SELECT WHERE IN with GROUP_CONCAT as input

2019-06-09 03:49发布

问题:

Please read this before continuing: Filter an unfiltered table against a whitelist table

So, I currently have a whitelist table set up as shown in the referenced link, and I'm encountering yet another issue brought up by said table, that is, to check the UNIQUENESS of each column. As MySQL's specification, it is not possible to set NULL column as UNIQUE, so, I've decided to come up with a different solution to check if rows are duplicated or not by using a SELECT GROUP BY query as follows.

SELECT GROUP_CONCAT(ID) AS IDs, country, region, item, count(*) AS amount
FROM whitelist

Now, to check if the item is duplicated, I've warpped it on top of another layer.

SELECT IDs, country, region, item, amount
FROM (SELECT GROUP_CONCAT(ID) AS IDs, country, region, item, count(*) AS amount
      FROM whitelist) tmp
WHERE amount > 1

Still works fine as intended, but the question starts here.

Is it possible for me to use this data, and RE-SELECT the whitelist table so I can get each entry as a row with something like ...

SELECT ID, country, region, item
FROM whitelist
WHERE ID IN (SELECT group_concat(ID)
               FROM (SELECT group_concat(ID) AS ID, country, region, item, COUNT(*) AS AMOUNT
                       FROM whitelist
                      GROUP BY country, region, item) tmp
              WHERE AMOUNT > 1)

Of course, I could just use PHP and explode the group_concat IDs and re-select it, but I'm wondering if it's possible to do it in one SQL query call instead of two.
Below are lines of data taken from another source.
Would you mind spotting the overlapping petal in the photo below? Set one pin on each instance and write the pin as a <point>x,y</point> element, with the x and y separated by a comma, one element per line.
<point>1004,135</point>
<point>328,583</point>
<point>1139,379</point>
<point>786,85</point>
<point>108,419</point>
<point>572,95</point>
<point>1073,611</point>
Edit: Oops, the example above had an error in it (accidentally used real schema there xD)

Edit2: Doh, I suddenly thought why complicate things and why not just simply go with this ...

SELECT wl1.ID, wl1.country, wl1.region, wl1.item, wl1.reason
  FROM whitelist wl1, 
       (SELECT country, region, item
          FROM whitelist
         GROUP BY country, region, item
        HAVING count(*) > 1) wl2
 WHERE wl1.country = wl2.country AND
       wl1.region = wl2.region AND
       wl1.item = wl2.reason

... but still fails too, because you cannot use = on two NULL columns. Urgh, so close yet so far >.<

To: Bill Karwin

That is exactly the issue here. If I set a unique key on country, region, item, and I perform the following SQL, this will happen.

INSERT INTO whitelist(country, region, item) VALUES ('Taiwan', 'Asia', 'PC');
INSERT INTO whitelist(country, region, item) VALUES ('Taiwan', 'Asia', 'PC');
-- Would fail due to UNIQUE check

However, if I include any of the wildcards, aka NULL, and this would happen.

INSERT INTO whitelist(country, region, item) VALUES (NULL, 'Asia', 'Rice');
INSERT INTO whitelist(country, region, item) VALUES (NULL, 'Asia', 'Rice');
-- Would succeed due to UNIQUE does not check NULL columns.

Hence the idea of this post is to list all repeating whitelist in a list so that the operator can decide what to keep and what to delete.

回答1:

Not keen on this solution, but viable:-

SELECT a.ID, 
        a.country, 
        a.region, 
        a.item
FROM whitelist a
INNER JOIN 
(
    SELECT group_concat(ID) AS ID, USERNAME, COMPNAME, PUBLISHER, NAME, VERSION, COUNT(*) AS AMOUNT
    FROM software_checklist
    GROUP BY USERNAME, COMPNAME, PUBLISHER, NAME, VERSION 
    HAVING AMOUNT > 1
) tmp
ON FIND_IN_SET(a.ID, tmp.ID)